Child support is a monthly payment that a parent makes to help cover the costs of raising a child. In Kentucky, both parents have a financial responsibility to support their child (or children), but typically, only the non-custodial parent makes payments. This is because the law assumes the custodial parent—the parent who lives with the child most of the time—spends the required amount of child support directly on the child.
The amount of child support ordered in your case will depend on each parent’s income and the number of children requiring support. Kentucky has enacted child support guidelines, or rules, for calculating support. You can estimate your fair share of support by accessing Kentucky’s child support calculator. In addition to the amount determined by the guidelines, parents must also share the child’s health and childcare costs and may need to cover other expenses, like those required for the child’s education.
In Kentucky, child support payments will continue until the child turns 18, or until 19 if the child is still in high school. Parents divide these payments between themselves proportionally, based on their individual incomes. While parents may agree to pay an amount different from the guidelines, or wish to split it another way, they need a court’s approval to do so. Likewise, a court can either decrease or increase the amount of child support if the guideline amount is unfair to the parent or does not meet the child's financial needs.
To help you calculate support payments, the state provides worksheets and an online child support estimator. To begin, you need to know both parents’ gross incomes. “Gross income” includes all income from all sources. This includes a parent’s salary, wages, bonuses and commissions from a job, but also any military pension or severance pay. It is also money that comes from any royalties, dividends, or a trust, among other things. See Ky. Rev. Stat. Ann. § 403.212 (2020).

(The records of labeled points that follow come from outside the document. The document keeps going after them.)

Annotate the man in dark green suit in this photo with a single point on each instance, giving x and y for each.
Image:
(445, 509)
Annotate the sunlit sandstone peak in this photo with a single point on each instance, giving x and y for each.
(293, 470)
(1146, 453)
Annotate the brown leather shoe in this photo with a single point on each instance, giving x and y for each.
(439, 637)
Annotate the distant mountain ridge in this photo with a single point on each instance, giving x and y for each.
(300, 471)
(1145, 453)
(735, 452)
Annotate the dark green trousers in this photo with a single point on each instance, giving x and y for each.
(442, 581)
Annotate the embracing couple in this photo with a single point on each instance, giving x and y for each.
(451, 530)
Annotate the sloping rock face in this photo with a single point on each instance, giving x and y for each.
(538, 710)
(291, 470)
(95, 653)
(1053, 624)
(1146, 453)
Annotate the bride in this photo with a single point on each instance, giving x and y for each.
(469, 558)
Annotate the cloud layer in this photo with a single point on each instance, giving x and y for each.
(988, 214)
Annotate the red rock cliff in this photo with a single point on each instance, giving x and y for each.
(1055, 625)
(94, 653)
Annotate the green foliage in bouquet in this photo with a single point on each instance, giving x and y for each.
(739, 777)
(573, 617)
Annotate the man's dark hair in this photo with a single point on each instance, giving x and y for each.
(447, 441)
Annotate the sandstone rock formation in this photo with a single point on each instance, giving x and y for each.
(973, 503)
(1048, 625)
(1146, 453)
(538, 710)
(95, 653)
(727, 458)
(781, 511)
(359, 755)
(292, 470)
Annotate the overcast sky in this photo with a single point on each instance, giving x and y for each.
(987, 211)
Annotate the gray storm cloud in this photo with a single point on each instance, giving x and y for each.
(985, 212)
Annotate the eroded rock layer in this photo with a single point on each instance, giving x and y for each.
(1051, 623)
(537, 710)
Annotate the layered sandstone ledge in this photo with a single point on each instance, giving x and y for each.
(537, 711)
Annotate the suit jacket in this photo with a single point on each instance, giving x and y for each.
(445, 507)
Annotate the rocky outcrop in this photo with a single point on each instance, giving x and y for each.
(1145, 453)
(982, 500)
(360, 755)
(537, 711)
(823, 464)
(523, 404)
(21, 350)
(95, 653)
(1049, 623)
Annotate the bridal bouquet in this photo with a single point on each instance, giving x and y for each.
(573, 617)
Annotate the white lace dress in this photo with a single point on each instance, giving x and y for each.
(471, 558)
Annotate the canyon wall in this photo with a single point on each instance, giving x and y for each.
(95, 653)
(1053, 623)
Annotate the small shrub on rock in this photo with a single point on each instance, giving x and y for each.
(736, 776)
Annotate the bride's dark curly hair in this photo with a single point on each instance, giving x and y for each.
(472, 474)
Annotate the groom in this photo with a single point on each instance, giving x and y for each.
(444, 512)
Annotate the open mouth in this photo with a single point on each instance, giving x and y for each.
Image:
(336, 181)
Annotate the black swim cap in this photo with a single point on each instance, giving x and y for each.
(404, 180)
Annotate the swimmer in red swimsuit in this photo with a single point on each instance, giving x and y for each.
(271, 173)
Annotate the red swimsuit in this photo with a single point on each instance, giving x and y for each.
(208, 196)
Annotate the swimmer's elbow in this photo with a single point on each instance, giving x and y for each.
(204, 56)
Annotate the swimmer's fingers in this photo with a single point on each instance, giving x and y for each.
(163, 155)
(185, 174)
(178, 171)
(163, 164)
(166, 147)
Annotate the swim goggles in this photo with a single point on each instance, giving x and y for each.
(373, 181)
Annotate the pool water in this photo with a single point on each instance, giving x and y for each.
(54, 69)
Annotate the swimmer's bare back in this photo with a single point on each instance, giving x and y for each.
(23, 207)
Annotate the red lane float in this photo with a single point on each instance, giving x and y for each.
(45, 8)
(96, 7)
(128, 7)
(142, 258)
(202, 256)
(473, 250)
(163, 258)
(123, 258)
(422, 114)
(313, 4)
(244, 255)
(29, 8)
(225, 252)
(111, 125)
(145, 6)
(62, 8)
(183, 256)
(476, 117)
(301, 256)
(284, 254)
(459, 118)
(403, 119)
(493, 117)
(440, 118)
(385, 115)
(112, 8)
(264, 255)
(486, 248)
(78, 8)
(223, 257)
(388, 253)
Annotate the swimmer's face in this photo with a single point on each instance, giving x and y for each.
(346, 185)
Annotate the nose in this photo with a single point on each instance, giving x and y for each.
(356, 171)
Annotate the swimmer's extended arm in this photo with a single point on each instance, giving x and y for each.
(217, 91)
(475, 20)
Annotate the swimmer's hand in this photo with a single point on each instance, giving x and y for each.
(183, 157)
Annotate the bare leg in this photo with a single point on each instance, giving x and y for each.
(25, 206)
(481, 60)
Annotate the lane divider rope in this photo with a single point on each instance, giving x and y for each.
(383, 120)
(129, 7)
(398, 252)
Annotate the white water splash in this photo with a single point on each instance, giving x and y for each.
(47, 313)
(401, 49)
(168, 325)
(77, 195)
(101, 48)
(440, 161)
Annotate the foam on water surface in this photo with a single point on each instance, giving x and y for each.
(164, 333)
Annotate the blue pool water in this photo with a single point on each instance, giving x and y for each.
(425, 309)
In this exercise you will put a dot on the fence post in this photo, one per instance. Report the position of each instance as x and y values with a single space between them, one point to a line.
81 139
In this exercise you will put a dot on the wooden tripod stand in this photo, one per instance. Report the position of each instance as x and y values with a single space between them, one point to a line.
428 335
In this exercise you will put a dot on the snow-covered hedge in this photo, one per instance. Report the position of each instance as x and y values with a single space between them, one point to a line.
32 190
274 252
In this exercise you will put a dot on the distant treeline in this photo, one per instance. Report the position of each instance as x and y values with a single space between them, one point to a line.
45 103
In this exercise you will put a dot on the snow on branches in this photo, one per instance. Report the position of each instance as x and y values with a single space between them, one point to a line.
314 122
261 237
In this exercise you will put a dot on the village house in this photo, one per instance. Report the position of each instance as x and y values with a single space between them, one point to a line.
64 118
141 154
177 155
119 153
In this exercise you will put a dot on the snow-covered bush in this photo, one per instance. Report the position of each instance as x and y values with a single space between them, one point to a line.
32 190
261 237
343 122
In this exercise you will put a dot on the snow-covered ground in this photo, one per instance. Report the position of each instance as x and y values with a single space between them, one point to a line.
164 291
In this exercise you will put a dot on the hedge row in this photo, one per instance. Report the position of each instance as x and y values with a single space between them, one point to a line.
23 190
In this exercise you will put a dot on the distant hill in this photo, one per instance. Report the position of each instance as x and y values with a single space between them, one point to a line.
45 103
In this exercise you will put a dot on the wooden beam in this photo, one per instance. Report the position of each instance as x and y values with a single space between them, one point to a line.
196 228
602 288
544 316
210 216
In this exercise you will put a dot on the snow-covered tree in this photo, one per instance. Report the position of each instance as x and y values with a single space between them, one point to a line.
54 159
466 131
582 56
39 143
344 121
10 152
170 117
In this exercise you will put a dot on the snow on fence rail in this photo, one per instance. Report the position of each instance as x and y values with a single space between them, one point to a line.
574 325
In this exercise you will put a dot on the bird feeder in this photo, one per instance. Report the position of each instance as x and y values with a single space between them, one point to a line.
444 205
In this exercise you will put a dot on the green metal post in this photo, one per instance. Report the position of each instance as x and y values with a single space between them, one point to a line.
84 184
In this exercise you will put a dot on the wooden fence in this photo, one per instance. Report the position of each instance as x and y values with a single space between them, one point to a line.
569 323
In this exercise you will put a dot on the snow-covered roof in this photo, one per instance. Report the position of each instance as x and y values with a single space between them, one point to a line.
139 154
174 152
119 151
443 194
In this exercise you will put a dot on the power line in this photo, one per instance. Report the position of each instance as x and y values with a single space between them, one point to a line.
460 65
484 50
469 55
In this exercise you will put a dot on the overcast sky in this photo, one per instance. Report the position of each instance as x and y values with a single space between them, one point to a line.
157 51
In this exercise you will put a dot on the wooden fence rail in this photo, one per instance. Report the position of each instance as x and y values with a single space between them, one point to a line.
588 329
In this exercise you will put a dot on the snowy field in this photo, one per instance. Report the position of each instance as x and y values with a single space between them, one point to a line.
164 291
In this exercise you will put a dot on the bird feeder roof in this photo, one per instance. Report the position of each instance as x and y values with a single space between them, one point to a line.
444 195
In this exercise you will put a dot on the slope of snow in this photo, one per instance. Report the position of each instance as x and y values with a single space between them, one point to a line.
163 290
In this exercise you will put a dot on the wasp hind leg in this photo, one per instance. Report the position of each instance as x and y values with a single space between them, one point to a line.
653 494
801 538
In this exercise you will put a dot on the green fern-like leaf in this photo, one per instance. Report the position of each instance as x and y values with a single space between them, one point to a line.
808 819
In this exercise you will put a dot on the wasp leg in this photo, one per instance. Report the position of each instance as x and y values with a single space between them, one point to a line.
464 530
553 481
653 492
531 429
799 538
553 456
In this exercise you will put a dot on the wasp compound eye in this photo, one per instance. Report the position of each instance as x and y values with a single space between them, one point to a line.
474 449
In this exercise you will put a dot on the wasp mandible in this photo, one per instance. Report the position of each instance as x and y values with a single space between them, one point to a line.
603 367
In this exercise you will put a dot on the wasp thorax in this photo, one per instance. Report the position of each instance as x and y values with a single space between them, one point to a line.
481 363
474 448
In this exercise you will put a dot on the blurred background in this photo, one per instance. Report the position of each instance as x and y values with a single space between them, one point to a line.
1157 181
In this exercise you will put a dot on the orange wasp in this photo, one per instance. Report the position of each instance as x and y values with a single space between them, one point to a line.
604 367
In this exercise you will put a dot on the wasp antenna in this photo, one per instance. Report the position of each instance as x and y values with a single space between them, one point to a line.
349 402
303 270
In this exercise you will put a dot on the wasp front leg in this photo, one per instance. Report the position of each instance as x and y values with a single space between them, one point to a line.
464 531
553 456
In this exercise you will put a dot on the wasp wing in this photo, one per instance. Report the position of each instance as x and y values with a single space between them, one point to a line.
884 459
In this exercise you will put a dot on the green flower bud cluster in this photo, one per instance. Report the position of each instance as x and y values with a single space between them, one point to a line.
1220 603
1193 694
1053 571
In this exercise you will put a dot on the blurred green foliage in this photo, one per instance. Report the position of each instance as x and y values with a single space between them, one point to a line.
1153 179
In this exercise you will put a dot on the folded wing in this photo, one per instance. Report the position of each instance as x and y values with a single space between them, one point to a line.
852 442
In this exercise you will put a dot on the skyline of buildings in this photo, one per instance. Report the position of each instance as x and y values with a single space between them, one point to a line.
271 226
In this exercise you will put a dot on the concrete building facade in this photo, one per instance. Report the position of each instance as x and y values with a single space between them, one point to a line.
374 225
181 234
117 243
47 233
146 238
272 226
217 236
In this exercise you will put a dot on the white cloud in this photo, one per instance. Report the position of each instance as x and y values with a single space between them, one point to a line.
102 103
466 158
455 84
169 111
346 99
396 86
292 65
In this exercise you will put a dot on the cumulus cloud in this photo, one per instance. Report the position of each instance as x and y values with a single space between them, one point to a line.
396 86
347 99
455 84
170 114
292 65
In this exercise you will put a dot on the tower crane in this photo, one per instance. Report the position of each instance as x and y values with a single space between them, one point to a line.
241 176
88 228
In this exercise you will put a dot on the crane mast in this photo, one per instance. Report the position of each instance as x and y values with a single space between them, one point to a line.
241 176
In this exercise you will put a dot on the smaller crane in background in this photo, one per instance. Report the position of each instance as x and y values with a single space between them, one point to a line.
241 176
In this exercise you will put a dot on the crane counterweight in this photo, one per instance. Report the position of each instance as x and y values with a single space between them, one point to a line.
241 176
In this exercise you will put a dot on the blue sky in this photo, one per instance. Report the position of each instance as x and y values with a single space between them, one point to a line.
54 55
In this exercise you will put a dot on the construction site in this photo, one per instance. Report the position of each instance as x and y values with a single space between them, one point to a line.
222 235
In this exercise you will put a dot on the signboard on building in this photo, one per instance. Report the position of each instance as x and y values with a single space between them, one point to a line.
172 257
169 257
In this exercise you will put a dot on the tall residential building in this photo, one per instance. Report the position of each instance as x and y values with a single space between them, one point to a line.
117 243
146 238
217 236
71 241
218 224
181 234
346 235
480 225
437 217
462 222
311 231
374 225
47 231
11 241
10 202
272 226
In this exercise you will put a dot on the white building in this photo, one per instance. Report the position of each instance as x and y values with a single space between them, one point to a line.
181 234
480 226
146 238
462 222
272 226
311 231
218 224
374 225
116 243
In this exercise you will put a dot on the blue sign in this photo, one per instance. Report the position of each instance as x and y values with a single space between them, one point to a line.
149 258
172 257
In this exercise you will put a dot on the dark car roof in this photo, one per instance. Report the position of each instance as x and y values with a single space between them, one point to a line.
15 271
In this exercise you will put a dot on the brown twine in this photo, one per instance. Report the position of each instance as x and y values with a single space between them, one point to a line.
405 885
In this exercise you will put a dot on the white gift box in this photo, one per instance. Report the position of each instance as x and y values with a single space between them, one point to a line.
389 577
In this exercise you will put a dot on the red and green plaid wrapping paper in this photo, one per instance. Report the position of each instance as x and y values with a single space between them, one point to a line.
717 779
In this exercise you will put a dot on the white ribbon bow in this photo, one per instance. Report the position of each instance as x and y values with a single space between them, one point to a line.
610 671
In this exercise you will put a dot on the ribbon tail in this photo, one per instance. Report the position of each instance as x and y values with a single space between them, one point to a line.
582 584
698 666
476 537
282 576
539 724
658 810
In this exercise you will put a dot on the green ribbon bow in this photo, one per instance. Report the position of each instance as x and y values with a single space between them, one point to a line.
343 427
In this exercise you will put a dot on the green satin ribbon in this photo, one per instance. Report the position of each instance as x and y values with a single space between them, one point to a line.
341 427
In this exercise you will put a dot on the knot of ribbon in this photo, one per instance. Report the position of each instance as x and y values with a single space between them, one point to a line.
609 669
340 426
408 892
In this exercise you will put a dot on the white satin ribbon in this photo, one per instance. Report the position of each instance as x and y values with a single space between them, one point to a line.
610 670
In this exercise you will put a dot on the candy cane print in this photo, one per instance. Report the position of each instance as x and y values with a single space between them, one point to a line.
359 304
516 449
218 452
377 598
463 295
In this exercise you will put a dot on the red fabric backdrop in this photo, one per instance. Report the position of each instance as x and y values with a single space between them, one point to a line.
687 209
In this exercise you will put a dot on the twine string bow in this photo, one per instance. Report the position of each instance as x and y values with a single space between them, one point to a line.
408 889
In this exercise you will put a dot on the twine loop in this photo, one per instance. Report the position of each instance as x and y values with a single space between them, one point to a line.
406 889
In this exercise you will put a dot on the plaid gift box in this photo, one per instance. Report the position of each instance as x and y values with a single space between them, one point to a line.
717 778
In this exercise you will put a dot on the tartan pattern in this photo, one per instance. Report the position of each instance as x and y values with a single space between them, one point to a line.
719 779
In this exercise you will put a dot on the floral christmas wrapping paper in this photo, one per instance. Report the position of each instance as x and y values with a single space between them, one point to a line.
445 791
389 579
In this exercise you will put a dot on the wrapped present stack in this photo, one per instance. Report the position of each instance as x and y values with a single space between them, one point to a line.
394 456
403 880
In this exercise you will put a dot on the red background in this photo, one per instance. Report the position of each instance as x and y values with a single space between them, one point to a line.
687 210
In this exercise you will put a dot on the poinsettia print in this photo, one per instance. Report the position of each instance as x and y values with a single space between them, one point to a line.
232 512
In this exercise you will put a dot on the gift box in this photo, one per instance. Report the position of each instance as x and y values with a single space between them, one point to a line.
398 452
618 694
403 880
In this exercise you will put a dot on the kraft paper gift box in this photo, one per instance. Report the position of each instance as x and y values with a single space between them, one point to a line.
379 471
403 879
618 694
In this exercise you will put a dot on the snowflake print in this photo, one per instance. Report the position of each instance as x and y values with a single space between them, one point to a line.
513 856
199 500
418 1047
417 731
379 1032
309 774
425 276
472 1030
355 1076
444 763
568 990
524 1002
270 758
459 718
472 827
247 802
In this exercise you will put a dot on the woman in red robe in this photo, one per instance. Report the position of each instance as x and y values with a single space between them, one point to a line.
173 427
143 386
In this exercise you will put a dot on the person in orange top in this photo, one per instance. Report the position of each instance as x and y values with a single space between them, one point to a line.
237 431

Even an unemployed parent likely has income for child support purposes in the form of social security, workers’ compensation, unemployment or disability benefits. Gifts, prizes, and spousal support or alimony received count too. There are a few benefits to exclude, however, like means-tested public assistance, including food stamps.
A court could also assign potential income to a deadbeat parent—someone who is voluntarily unemployed or underemployed—unless that parent has a good reason for working less or not at all. For example, if a disability prevents a parent from working, then a court will not hold this parent responsible for additional income. Also, a court will not impute income to a parent who cares for a young child.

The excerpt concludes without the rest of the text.